In a statement, Zuma said: “Twenty years of democracy have changed the face of our country and the last five years have pushed that change forward. The achievements are due to the hard work of many of our ministers, premiers, deputy ministers, MECs, mayors and many others who have worked hard in leading a process of transformation and improving the quality of life of our people.
“To take that change forward, I have decided to make some changes to the national executive.”
The replacement of Pule was one such change, but when contacted by HumanIPO, Department of Communications (DoC) spokesperson Siya Qoza said the matter was for the presidency to respond to.
The opposition Democratic Alliance (DA) has repeatedly called for Pule to be replaced, with shadow communications minister Marian Shinn saying yesterday an explanation was needed into the source of funding for food parcels and blankets Pule planned to hand out.
Shinn told HumanIPO she welcomed Pule’s removal.
“She achieved nothing in her 21 month tenure,” she said. “She prevaricated over the major issues such as spectrum allocation, developing a coherent broadband policy, and the effective management of the entities that report to her. She interfered in executive appointments, particularly at the SABC, and was instrumental in collapsing the Telkom KT Corporation deal.
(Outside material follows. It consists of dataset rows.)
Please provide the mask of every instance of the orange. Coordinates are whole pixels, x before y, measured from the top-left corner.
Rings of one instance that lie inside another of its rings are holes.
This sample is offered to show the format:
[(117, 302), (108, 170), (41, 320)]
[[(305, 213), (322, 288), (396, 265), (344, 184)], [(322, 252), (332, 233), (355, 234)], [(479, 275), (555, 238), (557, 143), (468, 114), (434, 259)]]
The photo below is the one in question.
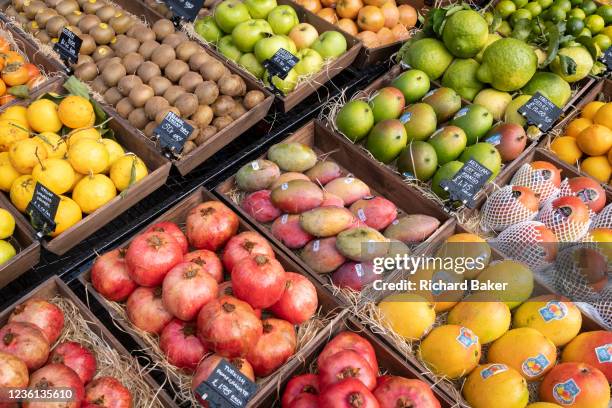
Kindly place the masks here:
[(399, 21), (406, 28), (412, 28), (417, 23), (417, 11), (414, 7), (408, 4), (402, 4), (398, 8)]
[(608, 183), (612, 176), (612, 165), (606, 156), (588, 157), (582, 161), (580, 169), (602, 183)]
[(323, 20), (328, 21), (330, 24), (336, 24), (338, 22), (338, 16), (333, 8), (326, 7), (317, 13), (317, 16), (321, 17)]
[(378, 30), (376, 36), (378, 37), (378, 42), (380, 43), (380, 45), (387, 45), (391, 44), (392, 42), (395, 42), (395, 35), (393, 34), (393, 31), (391, 31), (387, 27), (383, 27)]
[(612, 130), (612, 102), (606, 103), (597, 110), (593, 122)]
[(365, 6), (359, 10), (357, 25), (362, 30), (374, 31), (376, 33), (385, 26), (385, 16), (380, 8), (376, 6)]
[(410, 38), (410, 33), (408, 32), (408, 29), (404, 27), (401, 23), (396, 24), (395, 27), (391, 29), (391, 32), (393, 33), (397, 41), (403, 41)]
[(336, 6), (336, 13), (338, 13), (338, 17), (353, 20), (362, 7), (363, 2), (361, 0), (340, 0)]
[(603, 125), (591, 125), (578, 134), (576, 142), (589, 156), (600, 156), (612, 147), (612, 130)]
[(6, 93), (6, 84), (0, 79), (0, 96)]
[(363, 45), (367, 48), (376, 48), (380, 45), (378, 42), (378, 36), (372, 31), (362, 31), (357, 34), (357, 38), (359, 38)]
[(393, 28), (399, 22), (399, 10), (395, 4), (387, 2), (380, 8), (385, 16), (385, 27)]
[(599, 108), (601, 108), (605, 104), (606, 104), (605, 102), (601, 102), (601, 101), (589, 102), (586, 105), (584, 105), (584, 108), (582, 108), (582, 113), (580, 114), (580, 116), (582, 116), (583, 118), (587, 118), (587, 119), (593, 119), (593, 117), (595, 116)]
[(359, 28), (357, 28), (357, 24), (355, 24), (355, 22), (350, 18), (341, 18), (340, 20), (338, 20), (336, 25), (342, 30), (349, 33), (350, 35), (356, 36), (359, 33)]
[(580, 132), (584, 129), (588, 128), (593, 124), (591, 119), (587, 118), (577, 118), (570, 122), (569, 125), (565, 128), (565, 135), (570, 137), (576, 137)]
[(608, 152), (608, 161), (612, 164), (612, 149)]
[(570, 136), (561, 136), (553, 140), (550, 150), (567, 164), (576, 164), (576, 161), (582, 157), (582, 150), (578, 147), (576, 139)]

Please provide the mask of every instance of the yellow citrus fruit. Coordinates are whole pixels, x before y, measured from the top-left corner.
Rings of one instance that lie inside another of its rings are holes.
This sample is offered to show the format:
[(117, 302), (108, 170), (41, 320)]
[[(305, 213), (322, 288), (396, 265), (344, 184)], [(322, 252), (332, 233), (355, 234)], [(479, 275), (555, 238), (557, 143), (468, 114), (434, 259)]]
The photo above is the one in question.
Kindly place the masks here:
[(30, 174), (40, 161), (47, 158), (47, 150), (40, 139), (23, 139), (15, 142), (9, 149), (9, 160), (21, 174)]
[(525, 408), (563, 408), (561, 405), (553, 404), (552, 402), (534, 402), (527, 405)]
[(0, 240), (0, 265), (8, 262), (16, 254), (15, 248), (10, 243)]
[(64, 98), (57, 109), (60, 120), (71, 129), (91, 126), (96, 121), (93, 105), (78, 95)]
[(0, 208), (0, 239), (6, 239), (15, 232), (15, 217), (8, 210)]
[(72, 199), (86, 214), (96, 211), (116, 195), (115, 185), (104, 174), (85, 176), (72, 190)]
[(57, 105), (49, 99), (39, 99), (28, 106), (27, 118), (30, 127), (38, 133), (57, 133), (62, 128), (62, 121), (57, 114)]
[(612, 164), (606, 156), (587, 157), (580, 163), (580, 169), (602, 183), (607, 183), (612, 176)]
[(608, 161), (612, 164), (612, 149), (608, 152)]
[(32, 201), (36, 182), (30, 175), (19, 176), (13, 182), (9, 196), (13, 205), (21, 212), (25, 212)]
[(108, 173), (110, 171), (111, 166), (118, 158), (122, 157), (125, 154), (123, 147), (113, 139), (102, 138), (100, 141), (106, 147), (108, 151), (108, 167), (104, 171), (104, 173)]
[(66, 141), (57, 133), (43, 132), (37, 134), (34, 138), (40, 139), (43, 142), (42, 145), (47, 151), (48, 159), (63, 159), (66, 157), (68, 146)]
[(510, 309), (503, 302), (489, 302), (474, 294), (459, 302), (448, 314), (449, 324), (472, 330), (481, 344), (500, 338), (510, 328)]
[(108, 150), (98, 140), (82, 139), (68, 148), (68, 160), (81, 174), (102, 173), (108, 167)]
[(577, 118), (570, 122), (569, 125), (565, 128), (565, 135), (569, 137), (576, 137), (580, 132), (584, 129), (588, 128), (593, 124), (591, 119), (587, 118)]
[(68, 134), (68, 138), (66, 140), (68, 142), (68, 147), (70, 147), (81, 139), (98, 140), (101, 137), (102, 136), (100, 135), (100, 132), (98, 132), (98, 129), (89, 126), (73, 130)]
[(514, 309), (525, 300), (529, 299), (533, 292), (533, 273), (524, 264), (504, 260), (490, 264), (480, 275), (480, 282), (501, 283), (505, 289), (494, 291), (487, 290), (485, 293), (489, 299), (500, 300)]
[(561, 161), (567, 164), (576, 164), (582, 157), (582, 150), (578, 147), (576, 139), (571, 136), (561, 136), (550, 144), (552, 150)]
[(593, 117), (593, 122), (612, 130), (612, 102), (608, 102), (599, 108)]
[[(436, 251), (436, 256), (441, 258), (472, 258), (480, 259), (486, 267), (491, 261), (491, 247), (487, 241), (478, 235), (470, 233), (454, 234), (448, 237), (445, 243)], [(484, 268), (473, 265), (473, 269), (463, 272), (465, 279), (475, 278)]]
[(11, 144), (18, 140), (27, 139), (28, 130), (12, 120), (0, 120), (0, 152), (7, 152)]
[(0, 152), (0, 190), (9, 191), (13, 181), (20, 175), (11, 164), (8, 152)]
[(591, 125), (576, 137), (578, 147), (589, 156), (607, 154), (612, 147), (612, 130), (603, 125)]
[(462, 392), (472, 408), (524, 408), (529, 402), (527, 382), (505, 364), (479, 365), (468, 376)]
[[(436, 255), (437, 256), (437, 255)], [(465, 293), (461, 289), (457, 290), (439, 290), (433, 285), (439, 285), (440, 282), (444, 283), (461, 283), (463, 282), (463, 275), (455, 272), (452, 269), (438, 269), (434, 268), (435, 265), (430, 265), (429, 268), (419, 268), (414, 274), (408, 278), (410, 281), (417, 285), (418, 290), (412, 291), (413, 294), (422, 296), (427, 301), (433, 303), (434, 311), (436, 313), (445, 312), (451, 309), (461, 299), (463, 299)], [(424, 288), (420, 289), (421, 282), (431, 282), (431, 289)]]
[(418, 295), (395, 293), (385, 297), (378, 308), (385, 324), (407, 340), (420, 339), (436, 321), (433, 305)]
[(60, 195), (70, 191), (75, 176), (74, 170), (67, 160), (46, 159), (34, 166), (32, 177), (34, 181)]
[(612, 261), (612, 228), (595, 228), (589, 231), (589, 237), (597, 242), (597, 247)]
[(50, 235), (56, 237), (83, 219), (79, 205), (71, 198), (60, 196), (60, 202), (55, 213), (55, 231)]
[[(134, 179), (132, 180), (132, 168), (134, 168)], [(110, 178), (117, 186), (117, 190), (123, 191), (131, 184), (136, 184), (149, 174), (147, 166), (135, 154), (128, 153), (115, 160), (110, 169)]]
[(76, 171), (74, 172), (74, 183), (72, 184), (72, 187), (70, 187), (70, 191), (74, 190), (78, 182), (81, 181), (83, 177), (85, 177), (84, 174), (77, 173)]
[(589, 102), (586, 105), (584, 105), (584, 108), (582, 108), (582, 113), (580, 113), (580, 116), (582, 116), (583, 118), (593, 120), (599, 108), (601, 108), (605, 104), (606, 104), (605, 102), (601, 102), (601, 101)]
[(15, 105), (6, 108), (2, 114), (0, 114), (0, 120), (10, 120), (19, 123), (25, 129), (30, 130), (30, 124), (28, 123), (27, 116), (28, 109), (25, 106)]

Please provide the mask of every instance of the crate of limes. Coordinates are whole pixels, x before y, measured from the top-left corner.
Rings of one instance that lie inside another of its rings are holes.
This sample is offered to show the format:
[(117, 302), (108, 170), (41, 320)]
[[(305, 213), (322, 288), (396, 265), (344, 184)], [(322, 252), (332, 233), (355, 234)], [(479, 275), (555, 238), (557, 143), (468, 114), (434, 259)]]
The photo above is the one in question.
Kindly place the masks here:
[(38, 263), (40, 245), (33, 237), (32, 228), (0, 195), (0, 288)]

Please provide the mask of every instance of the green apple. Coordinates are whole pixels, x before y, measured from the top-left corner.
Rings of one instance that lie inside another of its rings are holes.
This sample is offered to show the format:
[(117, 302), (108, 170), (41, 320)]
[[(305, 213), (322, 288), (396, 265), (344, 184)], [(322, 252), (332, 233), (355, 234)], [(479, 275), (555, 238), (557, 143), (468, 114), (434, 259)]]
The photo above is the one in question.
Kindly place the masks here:
[(310, 48), (310, 46), (317, 41), (319, 32), (311, 24), (301, 23), (289, 31), (289, 38), (293, 40), (298, 50), (302, 50), (304, 48)]
[(257, 57), (252, 52), (242, 54), (238, 60), (238, 64), (253, 74), (253, 76), (256, 78), (263, 78), (265, 68), (259, 63), (259, 61), (257, 61)]
[(317, 38), (311, 48), (325, 59), (337, 58), (346, 52), (346, 38), (337, 31), (326, 31)]
[(295, 43), (293, 42), (293, 40), (291, 38), (289, 38), (288, 35), (281, 35), (281, 37), (283, 37), (285, 40), (287, 40), (287, 47), (288, 47), (287, 51), (289, 51), (293, 55), (296, 55), (297, 52), (298, 52), (298, 49), (295, 46)]
[(196, 33), (211, 43), (216, 44), (223, 36), (223, 31), (221, 31), (217, 23), (215, 23), (215, 19), (212, 16), (197, 19), (193, 27)]
[(217, 49), (225, 58), (231, 59), (234, 62), (238, 62), (242, 56), (242, 52), (236, 47), (236, 44), (232, 41), (231, 35), (222, 37), (217, 43)]
[(276, 0), (244, 0), (253, 18), (266, 18), (268, 13), (277, 6)]
[(266, 20), (256, 19), (243, 21), (234, 27), (232, 39), (236, 47), (242, 52), (251, 52), (255, 43), (262, 38), (272, 35), (272, 27)]
[(257, 41), (253, 50), (255, 52), (255, 56), (257, 57), (257, 61), (263, 63), (265, 60), (272, 58), (272, 56), (281, 48), (291, 52), (289, 50), (289, 48), (291, 48), (291, 44), (289, 41), (287, 41), (286, 37), (273, 35)]
[[(298, 81), (298, 74), (297, 72), (295, 72), (295, 69), (292, 69), (291, 71), (289, 71), (285, 79), (280, 79), (276, 75), (272, 77), (272, 83), (274, 84), (276, 89), (278, 89), (279, 91), (283, 93), (283, 95), (287, 95), (289, 92), (293, 91), (293, 89), (295, 89), (295, 86), (297, 85), (297, 81)], [(264, 73), (264, 82), (267, 85), (270, 84), (270, 77), (269, 77), (268, 71)]]
[(249, 9), (238, 0), (224, 0), (215, 7), (215, 22), (227, 34), (243, 21), (251, 19)]
[(297, 13), (291, 6), (276, 6), (268, 13), (268, 23), (274, 34), (289, 34), (289, 31), (300, 23)]
[(304, 48), (298, 52), (297, 56), (300, 61), (293, 69), (300, 76), (315, 74), (323, 68), (323, 57), (315, 50)]

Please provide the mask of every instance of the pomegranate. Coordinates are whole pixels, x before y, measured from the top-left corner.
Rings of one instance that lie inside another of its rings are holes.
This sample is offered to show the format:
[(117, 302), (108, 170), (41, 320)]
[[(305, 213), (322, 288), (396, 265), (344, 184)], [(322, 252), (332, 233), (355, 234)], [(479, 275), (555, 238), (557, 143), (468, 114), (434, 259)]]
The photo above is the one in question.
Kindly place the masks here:
[(327, 364), (329, 357), (342, 350), (353, 350), (357, 352), (370, 364), (374, 373), (378, 371), (378, 361), (376, 360), (374, 347), (372, 347), (369, 341), (350, 331), (339, 333), (325, 345), (325, 348), (321, 351), (317, 359), (319, 368)]
[(172, 320), (164, 307), (161, 287), (136, 289), (127, 300), (126, 310), (132, 324), (147, 333), (161, 333)]
[(300, 394), (291, 402), (291, 404), (288, 405), (288, 407), (319, 408), (319, 396), (312, 394)]
[(101, 408), (131, 408), (132, 394), (114, 377), (98, 377), (85, 390), (85, 402)]
[(31, 298), (17, 306), (8, 321), (32, 323), (53, 344), (64, 329), (64, 312), (44, 299)]
[(530, 164), (531, 168), (536, 171), (537, 175), (532, 177), (533, 180), (549, 180), (556, 187), (561, 185), (561, 170), (555, 165), (547, 161), (534, 161)]
[[(200, 363), (200, 365), (198, 365), (198, 368), (196, 369), (196, 372), (193, 375), (193, 379), (191, 380), (191, 390), (195, 392), (196, 388), (198, 388), (198, 386), (202, 382), (206, 381), (206, 379), (210, 376), (213, 370), (219, 365), (221, 360), (224, 360), (224, 359), (225, 358), (220, 356), (219, 354), (212, 354), (206, 357)], [(255, 381), (255, 374), (253, 373), (253, 367), (251, 367), (251, 364), (249, 364), (247, 360), (245, 360), (244, 358), (236, 357), (236, 358), (227, 360), (227, 362), (233, 365), (234, 367), (236, 367), (242, 373), (242, 375), (244, 375), (246, 378), (248, 378), (251, 381)], [(198, 401), (202, 403), (204, 402), (200, 398), (198, 398)]]
[(223, 357), (246, 356), (263, 333), (261, 320), (246, 302), (221, 296), (198, 314), (198, 337)]
[(255, 255), (267, 255), (271, 258), (276, 256), (264, 237), (253, 231), (241, 232), (230, 239), (223, 249), (223, 266), (231, 273), (238, 262)]
[(79, 408), (85, 398), (85, 387), (74, 370), (64, 364), (47, 364), (35, 371), (30, 377), (29, 388), (38, 390), (52, 390), (53, 388), (70, 388), (73, 396), (70, 402), (51, 404), (49, 402), (25, 402), (23, 408), (49, 408), (61, 406), (62, 408)]
[(193, 262), (176, 265), (164, 278), (164, 307), (181, 320), (193, 320), (206, 303), (217, 297), (217, 281)]
[(379, 408), (374, 395), (359, 380), (347, 378), (323, 391), (319, 408)]
[(96, 375), (96, 357), (87, 347), (76, 341), (58, 344), (51, 351), (49, 363), (64, 364), (72, 368), (83, 384), (90, 382)]
[(259, 190), (247, 195), (242, 200), (242, 209), (257, 222), (271, 222), (280, 217), (282, 212), (272, 204), (270, 190)]
[(282, 217), (277, 218), (272, 223), (271, 232), (274, 238), (291, 249), (302, 248), (310, 240), (314, 239), (312, 235), (302, 229), (298, 214), (284, 214)]
[(198, 249), (216, 251), (238, 232), (240, 221), (225, 204), (207, 201), (187, 215), (187, 239)]
[(108, 300), (123, 302), (138, 285), (130, 278), (125, 248), (117, 248), (96, 258), (91, 267), (91, 284)]
[(368, 227), (379, 231), (387, 228), (397, 218), (397, 207), (383, 197), (362, 198), (351, 204), (350, 210)]
[(300, 324), (314, 316), (318, 305), (317, 289), (308, 278), (299, 273), (286, 272), (285, 290), (270, 311), (292, 324)]
[(263, 335), (247, 355), (255, 375), (267, 377), (295, 354), (297, 338), (291, 323), (281, 319), (263, 320)]
[(223, 282), (223, 265), (221, 260), (213, 251), (198, 249), (185, 254), (184, 262), (193, 262), (202, 267), (204, 272), (215, 278), (217, 283)]
[(193, 372), (206, 354), (206, 348), (197, 337), (195, 324), (178, 319), (164, 327), (159, 337), (159, 347), (170, 364), (188, 372)]
[(334, 285), (360, 292), (366, 285), (374, 282), (380, 275), (374, 273), (372, 262), (347, 262), (331, 275)]
[(138, 235), (125, 254), (130, 278), (148, 287), (161, 285), (168, 271), (182, 260), (181, 246), (166, 232)]
[(19, 358), (33, 371), (47, 362), (49, 342), (33, 324), (9, 322), (0, 329), (0, 351)]
[(173, 223), (172, 221), (157, 222), (147, 228), (145, 232), (166, 232), (176, 240), (184, 254), (189, 251), (189, 243), (187, 242), (187, 237), (185, 236), (185, 234), (183, 234), (183, 231), (181, 231), (179, 226)]
[(376, 372), (356, 351), (339, 351), (319, 367), (319, 384), (322, 390), (346, 378), (358, 379), (369, 390), (376, 387)]
[[(226, 281), (219, 285), (219, 297), (221, 296), (234, 296), (234, 291), (232, 290), (232, 281)], [(261, 319), (261, 309), (253, 309), (255, 316), (258, 319)]]
[(232, 288), (238, 299), (265, 309), (278, 302), (285, 290), (285, 270), (276, 259), (257, 255), (240, 261), (232, 270)]
[(319, 376), (302, 374), (290, 379), (281, 399), (282, 408), (290, 407), (291, 403), (302, 394), (319, 395)]
[[(28, 367), (17, 357), (0, 352), (0, 401), (8, 399), (6, 388), (25, 388), (30, 377)], [(0, 408), (14, 408), (17, 403), (0, 402)]]
[(594, 213), (606, 206), (606, 193), (592, 178), (573, 177), (567, 183), (571, 194), (580, 198)]
[(429, 385), (421, 380), (390, 376), (374, 390), (380, 408), (440, 408)]

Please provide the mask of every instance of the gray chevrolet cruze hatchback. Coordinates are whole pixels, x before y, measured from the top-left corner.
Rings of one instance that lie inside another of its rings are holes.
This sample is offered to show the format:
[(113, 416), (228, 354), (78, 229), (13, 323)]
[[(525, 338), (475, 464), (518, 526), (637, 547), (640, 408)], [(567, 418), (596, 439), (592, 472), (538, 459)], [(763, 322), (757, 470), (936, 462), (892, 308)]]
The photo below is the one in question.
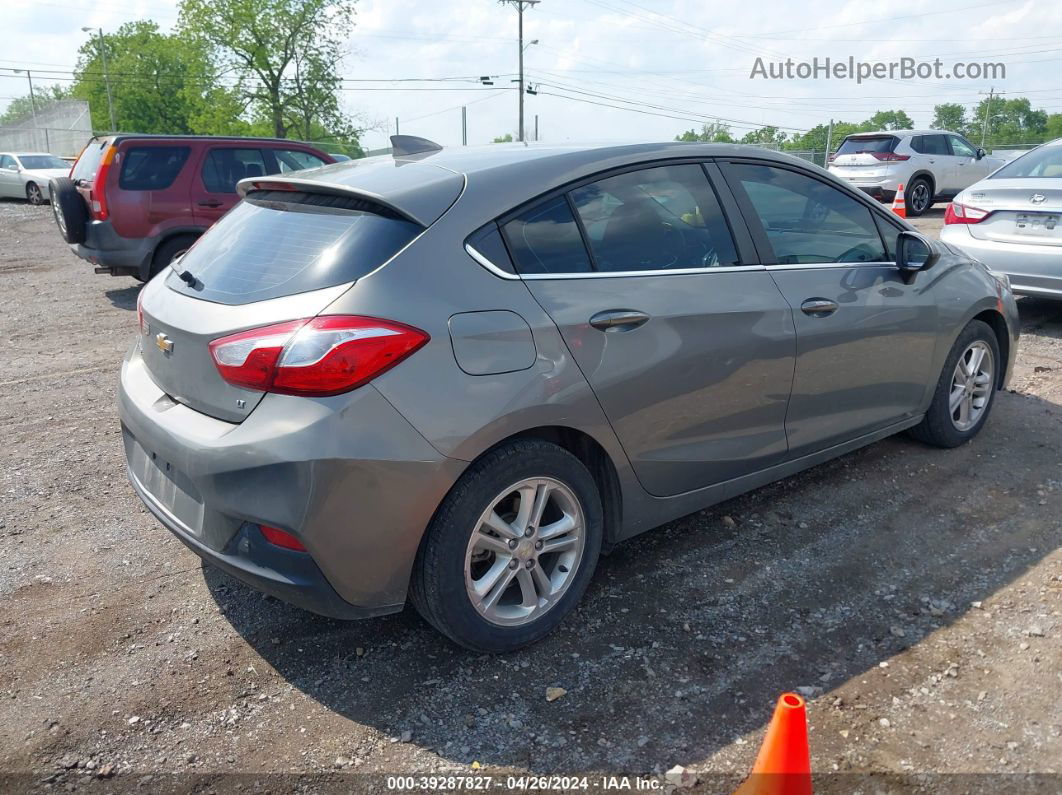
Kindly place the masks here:
[(141, 293), (137, 493), (340, 618), (407, 596), (469, 648), (554, 629), (602, 549), (1006, 383), (1005, 276), (756, 148), (491, 146), (240, 183)]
“She has also tended to give from the hip – for example the set top policy ‘revision’ has stalled the process as would-be manufacturers do not know whether they will need to re-tender.
Shinn added Pule had put the expansion of ICT in South Africa on hold, so her removal from office was “a welcome relief”.
The shadow minister had a word of warning about Pule’s replacement, however.
“While I do not know that much about her replacement, Yunus Karrim, I understand he is an ardent Communist and fan of nationalisation,” she said.
“I hope his term in office will not lead to increased government control of the sector and interference with the market dynamics that are so essential to the flourishing of the ICT sector and the taking to market of competitive, affordable products and services.”
HumanIPO reported in February Zuma’s spokesman Mac Maharaj had denied rumours Pule was to be fired after the Sunday Times reported she was set to be replaced by Lindiwe Zulu in response to criticism over her handling of several issues.
Pule is currently the subject of two investigations, by parliament’s ethics committee and public protector Thuli Madonsela. She had also recently been embroiled in a dispute with the Sunday Times, with the Press Ombudsman throwing out a complaint from Pule against the paper.
Zuma also used his briefing to appoint a new deputy minister of science and technology, Michael Masutha.